Mon intérieur, autrefois un espace minimaliste aux tons neutres et aux lignes épurées, était méconnaissable. Des coussins en velours criard étaient jetés sur mon canapé en cuir. Des bibelots kitsch encombraient mes étagères. Et pire que tout, un immense portrait d'Antoine, le représentant dans une pose mélancolique et torturée, trônait sur le mur principal de mon salon.
Elle était là, au milieu de ce désastre décoratif, un sourire satisfait aux lèvres.
« Surprise ! J'ai pensé qu'il fallait un peu réchauffer l'atmosphère. C'est un peu trop... froid, ici. impersonnel. Maintenant, on sent une âme. »
Je n'ai pas dit un mot. J'ai fait le tour de la pièce, mon regard balayant chaque objet déplacé, chaque couleur agressive. Mon espace personnel, mon sanctuaire, avait été profané.
« Qu'est-ce que c'est que ça ? » ai-je finalement demandé, ma voix basse et tendue, en désignant le portrait.
Le sourire de Sophie s'élargit. « C'est le chef-d'œuvre d'Antoine. Il l'a peint lui-même. C'est pour nous rappeler de toujours protéger les âmes sensibles et créatives de ce monde. »
Elle s'approcha de moi, tenta de passer ses bras autour de mon cou dans un geste faussement affectueux. « Oh, Pierre, ne sois pas si rigide. C'est notre futur foyer. Il est normal que j'y apporte ma touche personnelle. La tienne et la mienne. »
Je me suis reculé, esquivant son contact. Son parfum, que j'avais autrefois trouvé enivrant, me donnait maintenant la nausée.
C'est alors que mon regard fut attiré par un objet posé sur la table basse, près d'un vase de fleurs artificielles tout aussi hideuses. C'était une petite poupée de chiffon, grossièrement fabriquée. Elle était transpercée de plusieurs épingles à tête noire.
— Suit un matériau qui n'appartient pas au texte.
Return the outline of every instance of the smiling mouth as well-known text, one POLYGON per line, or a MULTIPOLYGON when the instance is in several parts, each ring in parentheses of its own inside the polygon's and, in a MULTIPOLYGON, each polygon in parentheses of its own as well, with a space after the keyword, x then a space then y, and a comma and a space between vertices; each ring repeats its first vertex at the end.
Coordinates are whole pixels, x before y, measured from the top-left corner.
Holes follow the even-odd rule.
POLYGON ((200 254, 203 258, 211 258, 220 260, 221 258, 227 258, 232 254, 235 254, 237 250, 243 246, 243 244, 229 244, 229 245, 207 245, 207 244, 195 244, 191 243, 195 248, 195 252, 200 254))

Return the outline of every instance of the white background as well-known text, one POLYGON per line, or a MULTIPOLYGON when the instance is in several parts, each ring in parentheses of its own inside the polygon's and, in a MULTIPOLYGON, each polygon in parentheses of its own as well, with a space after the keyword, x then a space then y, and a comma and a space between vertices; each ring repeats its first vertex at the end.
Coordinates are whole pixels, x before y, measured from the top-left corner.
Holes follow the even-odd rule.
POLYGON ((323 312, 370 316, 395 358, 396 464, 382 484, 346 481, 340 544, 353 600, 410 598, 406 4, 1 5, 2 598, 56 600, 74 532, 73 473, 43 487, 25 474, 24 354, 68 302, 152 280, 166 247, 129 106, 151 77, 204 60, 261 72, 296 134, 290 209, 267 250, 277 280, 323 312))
Un frisson désagréable me parcourut. Cela ressemblait à une poupée vaudou.
Je me suis approché et l'ai prise entre mes doigts. Le tissu était rêche, et les épingles semblaient avoir été plantées avec une intention malveillante.
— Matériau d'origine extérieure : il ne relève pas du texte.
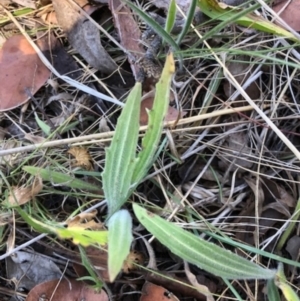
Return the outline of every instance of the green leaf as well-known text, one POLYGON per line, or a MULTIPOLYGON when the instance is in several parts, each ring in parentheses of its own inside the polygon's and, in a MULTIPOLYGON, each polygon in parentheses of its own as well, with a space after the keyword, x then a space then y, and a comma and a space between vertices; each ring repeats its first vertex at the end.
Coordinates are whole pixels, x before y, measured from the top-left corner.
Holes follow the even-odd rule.
POLYGON ((190 29, 190 26, 191 26, 191 24, 194 20, 194 17, 195 17, 195 11, 196 11, 196 7, 197 7, 197 3, 198 3, 198 0, 191 0, 191 4, 190 4, 190 7, 189 7, 189 11, 187 13, 187 18, 186 18, 186 21, 184 23, 184 27, 182 28, 182 31, 181 31, 181 33, 178 36, 177 41, 176 41, 178 45, 181 43, 181 41, 185 37, 186 33, 190 29))
POLYGON ((133 209, 141 224, 171 252, 207 272, 226 279, 271 279, 275 276, 275 271, 207 242, 137 204, 133 204, 133 209))
POLYGON ((256 16, 255 14, 245 14, 246 12, 238 7, 229 7, 224 3, 219 4, 217 0, 199 0, 198 5, 201 11, 212 19, 227 22, 234 21, 235 23, 245 27, 251 27, 263 32, 282 36, 293 41, 299 41, 299 39, 292 33, 282 27, 265 20, 262 17, 256 16))
POLYGON ((47 136, 49 136, 51 134, 51 127, 48 124, 46 124, 44 121, 42 121, 36 113, 34 115, 35 115, 35 121, 38 124, 38 126, 47 136))
POLYGON ((108 221, 108 271, 113 282, 130 252, 132 220, 127 210, 119 210, 108 221))
POLYGON ((275 285, 281 290, 282 294, 284 295, 284 297, 287 301, 299 301, 300 300, 297 293, 288 284, 288 281, 283 272, 282 264, 278 268, 274 282, 275 282, 275 285))
POLYGON ((84 247, 92 245, 104 246, 107 241, 107 231, 86 230, 82 227, 51 228, 61 239, 72 239, 76 245, 84 247))
POLYGON ((151 166, 153 156, 161 138, 163 121, 170 102, 170 85, 175 72, 175 63, 172 53, 168 54, 159 82, 156 84, 156 93, 152 110, 149 111, 148 130, 142 140, 142 151, 132 176, 132 190, 140 183, 151 166))
POLYGON ((166 20, 166 25, 165 25, 165 31, 169 34, 171 33, 171 30, 174 26, 175 19, 176 19, 176 1, 171 0, 169 5, 167 20, 166 20))
POLYGON ((99 276, 94 271, 93 264, 91 264, 87 254, 85 252, 85 249, 82 246, 79 246, 78 248, 79 248, 79 252, 80 252, 80 256, 81 256, 81 262, 82 262, 83 266, 86 268, 86 270, 88 271, 88 273, 90 274, 90 276, 82 277, 81 280, 93 281, 95 283, 93 288, 100 291, 102 289, 103 283, 100 281, 99 276))
POLYGON ((40 176, 43 180, 49 181, 56 185, 60 184, 61 186, 67 186, 74 189, 99 190, 98 186, 89 184, 82 180, 76 179, 75 177, 50 169, 44 169, 34 166, 24 166, 23 170, 30 173, 31 175, 40 176))
POLYGON ((102 174, 103 190, 111 216, 127 201, 135 166, 139 134, 141 83, 136 83, 118 119, 102 174))
POLYGON ((97 244, 107 244, 107 231, 85 230, 79 226, 64 228, 63 225, 59 223, 45 223, 38 221, 21 208, 16 207, 15 210, 17 210, 28 225, 38 232, 56 234, 62 239, 72 239, 75 244, 81 244, 85 247, 97 244))
POLYGON ((274 279, 268 280, 267 291, 269 301, 281 301, 279 291, 277 286, 275 285, 274 279))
Sophie poussa un cri aigu en voyant l'objet dans ma main.
« Antoine ! Viens voir ! »
Antoine, qui était apparemment dans une autre pièce, accourut, son visage une parfaite composition d'inquiétude. Quand il vit la poupée, il haleta et porta une main à sa bouche, ses yeux s'écarquillant d'horreur.
« Oh non... » murmura-t-il.
Sophie se tourna vers moi, ses yeux lançant des éclairs. La comédie était terminée. Son visage était pur venin.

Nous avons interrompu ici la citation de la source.